Hafner Gruner Veltliner 2009, Austria (LCBO $12.95) – again, less sweet than most Gruners that I have tried in the past, this was quite popular with the guests as a before dinner wine. It was also quite nice with the chicken broth and creaminess of the matzoh balls, picking up on the lingering woody notes of the wine. If you like a simple, crisp white wine at a good price, this might be your best bet.
Weinstock Cellar Select Chardonnay, California (LCBO, $17.95) – this was a classic California Chardonnay: buttery and oaky. If you are looking for a wine to match with your roast chicken and your latkes, this is the wine for you.
Weinstock Cellar Select Cabernet Sauvignon 2008, California (LCBO, $23.95) – this four year old Cabernet Sauvignon was medium-bodied, lighter than I expected from a California red which are often high in tannins and heavy. In fact, this red reminded me of a Pinot Noir in its weight. It was nothing to write home about and, at $24 a bottle, not top of my repeat list.
Galil Mountain Shiraz/Cabernet Sauvignon 2009, Israel (LCBO $24.95) – I enjoyed this red wine the most of the four that we tried. In fact, I would buy the wine whether or not I need a Kosher wine or not. It was a great red wine: cherries and currants in the mouth, with enough tannins to give it the structure you want in a red wine. It worked well with the stuffed roast lamb, the cooked fruit notes of the dish working well with the stewed macerated apricots with honey.

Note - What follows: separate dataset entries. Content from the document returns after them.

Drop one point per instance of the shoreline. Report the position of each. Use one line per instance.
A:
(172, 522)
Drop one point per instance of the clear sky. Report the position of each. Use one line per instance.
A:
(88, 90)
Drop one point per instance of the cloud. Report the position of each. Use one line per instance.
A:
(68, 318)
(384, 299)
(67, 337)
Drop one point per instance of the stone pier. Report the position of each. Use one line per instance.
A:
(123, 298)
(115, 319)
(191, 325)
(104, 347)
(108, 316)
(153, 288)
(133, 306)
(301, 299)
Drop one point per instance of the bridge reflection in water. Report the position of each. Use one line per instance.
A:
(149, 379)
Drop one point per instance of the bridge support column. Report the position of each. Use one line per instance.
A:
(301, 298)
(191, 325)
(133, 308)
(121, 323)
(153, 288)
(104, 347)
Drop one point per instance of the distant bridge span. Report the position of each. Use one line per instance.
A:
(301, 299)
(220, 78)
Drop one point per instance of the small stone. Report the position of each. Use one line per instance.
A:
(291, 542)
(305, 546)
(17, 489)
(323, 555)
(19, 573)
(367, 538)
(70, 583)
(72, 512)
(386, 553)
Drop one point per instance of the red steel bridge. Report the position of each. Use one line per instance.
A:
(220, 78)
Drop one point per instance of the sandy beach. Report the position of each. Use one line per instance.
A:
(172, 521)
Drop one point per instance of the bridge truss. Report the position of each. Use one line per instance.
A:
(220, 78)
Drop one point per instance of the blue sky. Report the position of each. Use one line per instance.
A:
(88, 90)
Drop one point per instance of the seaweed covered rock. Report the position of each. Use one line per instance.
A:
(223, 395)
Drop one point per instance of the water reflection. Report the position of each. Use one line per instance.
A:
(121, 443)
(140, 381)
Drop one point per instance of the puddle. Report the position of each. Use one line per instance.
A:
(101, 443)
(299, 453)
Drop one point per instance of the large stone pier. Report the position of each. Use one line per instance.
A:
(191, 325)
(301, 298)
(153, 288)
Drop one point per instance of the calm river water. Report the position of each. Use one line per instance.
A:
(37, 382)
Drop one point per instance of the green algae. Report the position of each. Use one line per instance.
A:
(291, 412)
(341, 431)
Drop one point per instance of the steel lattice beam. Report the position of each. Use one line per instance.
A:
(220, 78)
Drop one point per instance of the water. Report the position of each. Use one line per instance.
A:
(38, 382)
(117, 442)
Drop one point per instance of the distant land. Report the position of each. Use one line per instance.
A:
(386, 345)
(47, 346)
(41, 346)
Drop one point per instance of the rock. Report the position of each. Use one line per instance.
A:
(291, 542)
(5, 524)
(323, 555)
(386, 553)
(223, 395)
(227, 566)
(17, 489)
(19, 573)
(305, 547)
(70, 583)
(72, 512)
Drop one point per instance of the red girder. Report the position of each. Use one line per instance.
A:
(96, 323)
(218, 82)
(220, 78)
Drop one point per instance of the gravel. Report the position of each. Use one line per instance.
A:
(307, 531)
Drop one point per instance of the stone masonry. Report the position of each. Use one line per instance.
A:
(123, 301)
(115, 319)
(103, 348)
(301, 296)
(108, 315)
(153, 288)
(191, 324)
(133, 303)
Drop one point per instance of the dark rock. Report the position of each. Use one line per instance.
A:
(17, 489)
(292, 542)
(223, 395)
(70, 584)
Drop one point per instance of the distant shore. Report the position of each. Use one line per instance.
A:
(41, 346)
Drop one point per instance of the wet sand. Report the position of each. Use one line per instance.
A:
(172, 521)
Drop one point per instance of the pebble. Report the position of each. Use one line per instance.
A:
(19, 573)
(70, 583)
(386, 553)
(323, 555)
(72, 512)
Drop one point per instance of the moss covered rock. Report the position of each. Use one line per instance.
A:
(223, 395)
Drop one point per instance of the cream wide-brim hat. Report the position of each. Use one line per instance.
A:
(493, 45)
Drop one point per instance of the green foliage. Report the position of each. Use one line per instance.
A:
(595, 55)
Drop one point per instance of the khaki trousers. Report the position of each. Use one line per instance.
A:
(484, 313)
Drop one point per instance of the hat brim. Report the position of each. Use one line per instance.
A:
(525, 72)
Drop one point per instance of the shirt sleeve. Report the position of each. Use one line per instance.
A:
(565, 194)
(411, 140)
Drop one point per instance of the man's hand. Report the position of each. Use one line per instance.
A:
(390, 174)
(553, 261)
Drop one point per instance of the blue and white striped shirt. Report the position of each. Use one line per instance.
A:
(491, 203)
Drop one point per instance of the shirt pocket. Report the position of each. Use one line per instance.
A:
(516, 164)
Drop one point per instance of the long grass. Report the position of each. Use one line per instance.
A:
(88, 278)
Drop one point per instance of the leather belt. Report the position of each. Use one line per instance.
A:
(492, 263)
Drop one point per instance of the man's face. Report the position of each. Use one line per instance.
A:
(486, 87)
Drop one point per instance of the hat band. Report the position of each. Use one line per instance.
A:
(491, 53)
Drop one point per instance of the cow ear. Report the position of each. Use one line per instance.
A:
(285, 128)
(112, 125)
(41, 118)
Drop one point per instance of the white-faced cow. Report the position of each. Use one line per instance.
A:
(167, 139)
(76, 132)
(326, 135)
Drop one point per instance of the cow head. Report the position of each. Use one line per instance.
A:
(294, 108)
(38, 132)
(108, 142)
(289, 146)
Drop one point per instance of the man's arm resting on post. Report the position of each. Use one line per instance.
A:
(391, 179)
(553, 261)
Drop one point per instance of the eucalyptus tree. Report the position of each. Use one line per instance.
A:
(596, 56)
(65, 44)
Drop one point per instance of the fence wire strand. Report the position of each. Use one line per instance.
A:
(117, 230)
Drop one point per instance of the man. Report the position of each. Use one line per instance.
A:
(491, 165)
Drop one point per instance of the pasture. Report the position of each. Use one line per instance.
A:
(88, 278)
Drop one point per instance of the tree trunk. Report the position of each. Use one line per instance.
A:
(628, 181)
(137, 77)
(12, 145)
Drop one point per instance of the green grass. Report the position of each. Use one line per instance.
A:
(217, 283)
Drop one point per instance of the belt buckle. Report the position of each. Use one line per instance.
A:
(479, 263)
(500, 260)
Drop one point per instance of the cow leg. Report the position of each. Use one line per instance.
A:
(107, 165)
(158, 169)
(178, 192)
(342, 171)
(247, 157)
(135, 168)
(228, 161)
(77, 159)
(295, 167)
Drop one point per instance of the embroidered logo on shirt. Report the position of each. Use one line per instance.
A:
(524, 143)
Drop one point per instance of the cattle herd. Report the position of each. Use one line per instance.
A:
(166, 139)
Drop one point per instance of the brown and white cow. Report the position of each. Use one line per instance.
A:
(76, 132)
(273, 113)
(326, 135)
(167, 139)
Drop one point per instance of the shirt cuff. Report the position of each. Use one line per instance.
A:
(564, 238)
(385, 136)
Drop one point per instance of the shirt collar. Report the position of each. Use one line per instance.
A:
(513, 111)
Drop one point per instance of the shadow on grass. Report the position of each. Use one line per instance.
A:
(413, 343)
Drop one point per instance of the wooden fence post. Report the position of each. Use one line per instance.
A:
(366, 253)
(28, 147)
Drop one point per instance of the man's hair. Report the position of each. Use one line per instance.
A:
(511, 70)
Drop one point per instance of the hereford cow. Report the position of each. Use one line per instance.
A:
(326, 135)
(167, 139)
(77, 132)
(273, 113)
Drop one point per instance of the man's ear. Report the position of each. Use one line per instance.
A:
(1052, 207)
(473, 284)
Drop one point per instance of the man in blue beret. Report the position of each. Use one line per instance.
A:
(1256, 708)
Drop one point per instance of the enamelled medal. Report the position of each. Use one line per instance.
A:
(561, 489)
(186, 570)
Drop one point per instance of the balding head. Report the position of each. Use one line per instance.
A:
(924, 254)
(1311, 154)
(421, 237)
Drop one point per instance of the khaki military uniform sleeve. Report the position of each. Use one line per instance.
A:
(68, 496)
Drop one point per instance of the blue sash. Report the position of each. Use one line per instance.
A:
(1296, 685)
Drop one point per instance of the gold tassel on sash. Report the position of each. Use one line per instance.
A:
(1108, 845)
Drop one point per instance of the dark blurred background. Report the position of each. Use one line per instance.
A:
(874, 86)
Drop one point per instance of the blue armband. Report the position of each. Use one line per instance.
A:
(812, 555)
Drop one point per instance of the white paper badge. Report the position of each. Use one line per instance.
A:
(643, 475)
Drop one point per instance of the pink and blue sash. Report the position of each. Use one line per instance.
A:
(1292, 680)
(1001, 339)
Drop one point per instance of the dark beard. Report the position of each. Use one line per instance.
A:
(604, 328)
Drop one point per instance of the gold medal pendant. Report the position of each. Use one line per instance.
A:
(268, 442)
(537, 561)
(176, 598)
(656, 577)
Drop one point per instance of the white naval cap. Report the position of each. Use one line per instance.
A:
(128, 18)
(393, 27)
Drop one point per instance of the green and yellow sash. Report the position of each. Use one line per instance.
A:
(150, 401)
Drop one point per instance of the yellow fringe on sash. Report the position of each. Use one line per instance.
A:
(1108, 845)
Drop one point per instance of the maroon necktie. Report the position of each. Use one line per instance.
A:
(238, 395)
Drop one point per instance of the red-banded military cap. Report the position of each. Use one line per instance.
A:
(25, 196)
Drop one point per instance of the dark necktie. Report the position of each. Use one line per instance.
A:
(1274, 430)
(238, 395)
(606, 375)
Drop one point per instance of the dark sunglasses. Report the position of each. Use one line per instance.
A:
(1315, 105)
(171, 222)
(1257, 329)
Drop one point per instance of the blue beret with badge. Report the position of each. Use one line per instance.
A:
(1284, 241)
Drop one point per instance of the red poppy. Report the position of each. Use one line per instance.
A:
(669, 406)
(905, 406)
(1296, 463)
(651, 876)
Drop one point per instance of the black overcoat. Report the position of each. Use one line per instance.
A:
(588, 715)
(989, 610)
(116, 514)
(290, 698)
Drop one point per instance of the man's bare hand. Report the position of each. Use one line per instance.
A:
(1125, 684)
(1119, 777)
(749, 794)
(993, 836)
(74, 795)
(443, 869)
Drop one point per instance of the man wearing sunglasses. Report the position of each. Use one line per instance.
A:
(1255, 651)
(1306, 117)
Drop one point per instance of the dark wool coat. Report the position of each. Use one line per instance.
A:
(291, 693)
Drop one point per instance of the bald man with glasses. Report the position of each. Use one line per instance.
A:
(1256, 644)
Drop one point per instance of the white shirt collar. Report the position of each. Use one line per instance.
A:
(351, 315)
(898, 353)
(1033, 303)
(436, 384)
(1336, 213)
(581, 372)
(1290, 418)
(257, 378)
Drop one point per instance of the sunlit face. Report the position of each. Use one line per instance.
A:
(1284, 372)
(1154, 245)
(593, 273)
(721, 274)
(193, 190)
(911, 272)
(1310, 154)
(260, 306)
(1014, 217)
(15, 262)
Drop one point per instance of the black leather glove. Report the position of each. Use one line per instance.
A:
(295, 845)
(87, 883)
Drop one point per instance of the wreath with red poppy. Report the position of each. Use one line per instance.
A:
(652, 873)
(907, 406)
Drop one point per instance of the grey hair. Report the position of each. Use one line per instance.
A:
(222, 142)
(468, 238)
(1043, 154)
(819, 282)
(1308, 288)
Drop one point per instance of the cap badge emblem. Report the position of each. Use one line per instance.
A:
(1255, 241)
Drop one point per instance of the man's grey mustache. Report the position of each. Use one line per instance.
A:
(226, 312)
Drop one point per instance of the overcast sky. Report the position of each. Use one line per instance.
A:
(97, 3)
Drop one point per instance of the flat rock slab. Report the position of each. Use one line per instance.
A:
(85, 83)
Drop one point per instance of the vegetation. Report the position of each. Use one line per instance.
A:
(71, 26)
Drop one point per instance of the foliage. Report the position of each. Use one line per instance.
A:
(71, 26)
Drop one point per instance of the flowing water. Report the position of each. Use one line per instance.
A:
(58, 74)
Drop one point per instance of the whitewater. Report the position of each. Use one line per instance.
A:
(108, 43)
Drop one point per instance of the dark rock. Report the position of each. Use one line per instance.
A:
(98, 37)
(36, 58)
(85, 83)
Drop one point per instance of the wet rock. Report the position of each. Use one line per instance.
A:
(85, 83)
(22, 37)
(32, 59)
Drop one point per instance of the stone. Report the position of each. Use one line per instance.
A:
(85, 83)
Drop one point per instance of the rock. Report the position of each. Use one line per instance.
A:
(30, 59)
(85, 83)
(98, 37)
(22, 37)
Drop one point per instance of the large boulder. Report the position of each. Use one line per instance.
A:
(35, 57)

Castell d’Orlèrdola Brut Cava, Spain (LCBO $18.95) – not the best Cava that I have ever had and at lower prices, this is still a bubbly and, even if you are keeping Kosher, that should be not be a barrier to bubbles! A bit sweeter than most cavas, there were still the yeasty notes expected, a little lemon on the palate and enough bubbles to tickle the nose.
Red, white and rosé, you can find kosher wines to pair with any dish. And, as I never back down from a challenge, I can find bubbly for any occasion, even Passover! The LCBO stocks over 30 kosher wines. While that is a far cry from the 30 000 non-Kosher wines, it was enough for me to know that there is life beyond Manischewitz (and to be prepared for the years of Passover and Sabbath dinners to come).